Huawei Cloud CCE Metric analysis skill using Python SDK dispatcher. Use this skill when the user wants to: (1) query Pod/Node CPU/memory/disk metrics, (2) ge...
SKILL.md

---
id: huawei-cloud-cce-metric-analyzer
name: huawei-cloud-cce-metric-analyzer
description: |
  Huawei Cloud CCE Metric analysis skill using Python SDK dispatcher.
  Use this skill when the user wants to: (1) query Pod/Node CPU/memory/disk metrics, (2) get resource usage TopN rankings, (3) query ECS/ELB/EIP/NAT cloud resource metrics, (4) aggregate cluster monitoring data with anomaly detection, (5) detect threshold-based resource anomalies.
  Trigger: user mentions "metric analysis", "指标分析", "CCE metrics", "CCE 指标", "AOM metrics", "AOM 指标", "resource metrics", "资源指标", "CPU usage", "CPU 使用率", "memory usage", "内存使用率", "performance monitoring", "性能监控", "TopN", "resource ranking", "资源排名"
tags: [cce, metrics, aom, observability, analysis]
---

# Huawei Cloud CCE Metric Analyzer

## Overview

Query and analyze metrics for CCE clusters (Pod/Node CPU/memory/disk) and cloud resources (ECS, ELB, EIP, NAT). Supports threshold-based anomaly detection, status classification (critical/warning/normal), and full-cluster monitoring aggregation.

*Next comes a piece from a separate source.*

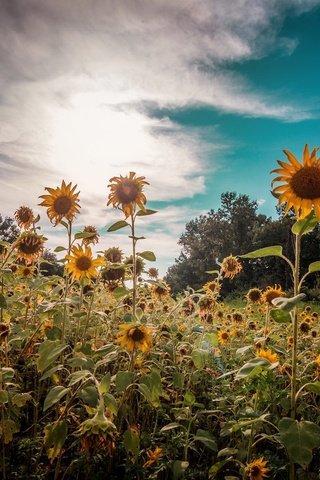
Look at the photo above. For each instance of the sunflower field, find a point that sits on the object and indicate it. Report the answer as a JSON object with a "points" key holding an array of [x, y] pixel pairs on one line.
{"points": [[105, 374]]}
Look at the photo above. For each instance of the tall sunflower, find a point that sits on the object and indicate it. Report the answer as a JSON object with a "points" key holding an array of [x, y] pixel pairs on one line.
{"points": [[126, 193], [29, 246], [24, 217], [135, 337], [301, 190], [231, 266], [62, 202], [81, 264], [257, 469]]}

**Architecture**: `python3 scripts/huawei-cloud.py` dispatcher → Huawei Cloud Python SDK + AOM Prometheus → Pod/Node metrics, ECS/ELB/EIP/NAT metrics → Threshold classification → Anomaly detection

**Related Skills**:
- `huawei-cloud-cce-pod-failure-diagnoser` - Pod CrashLoopBackOff, OOMKilled, restart storms
- `huawei-cloud-cce-node-failure-diagnoser` - Node health, resource pressure diagnosis
- `huawei-cloud-cce-kubernetes-event-analyzer` - Warning events, failure patterns
- `huawei-cloud-cce-capacity-trend-forecaster` - Capacity planning and trend forecasting
- `huawei-cloud-cce-cost-optimization-advisor` - Resource cost optimization
- `huawei-cloud-cce-auto-remediation-runner` - Remediation actions (scale, resize, drain)

**Capabilities**:
- Pod CPU/memory TopN ranking and single Pod time-series metrics
- Node CPU/memory/disk TopN ranking and single Node time-series metrics
- ECS instance CPU/memory/disk/network metrics
- ELB connection, bandwidth, QPS metrics
- EIP bandwidth, traffic, packet loss metrics
- NAT Gateway SNAT connection metrics
- Full-cluster monitoring aggregation with anomaly detection (80% threshold)
- Threshold-based status classification (critical/warning/normal/unknown)

**Typical Use Cases**:

- "Show Pods with the highest CPU usage in my cluster"
- "Get Node memory usage ranking"
- "Check ECS instance resource metrics"
- "What is the ELB QPS for my load balancer?"
- "Show EIP bandwidth usage"
- "Aggregate all monitoring data for the cluster"
- "Which resources have exceeded critical thresholds?"
- "Detect resource anomalies in the last hour"

## Prerequisites

### 1. Python Dependencies

- Python 3.8+ with `huaweicloudsdkcce`, `huaweicloudsdkcore`, `huaweicloudsdkaom`, `huaweicloudsdkces` packages
- Run environment check before first use (see Verification section)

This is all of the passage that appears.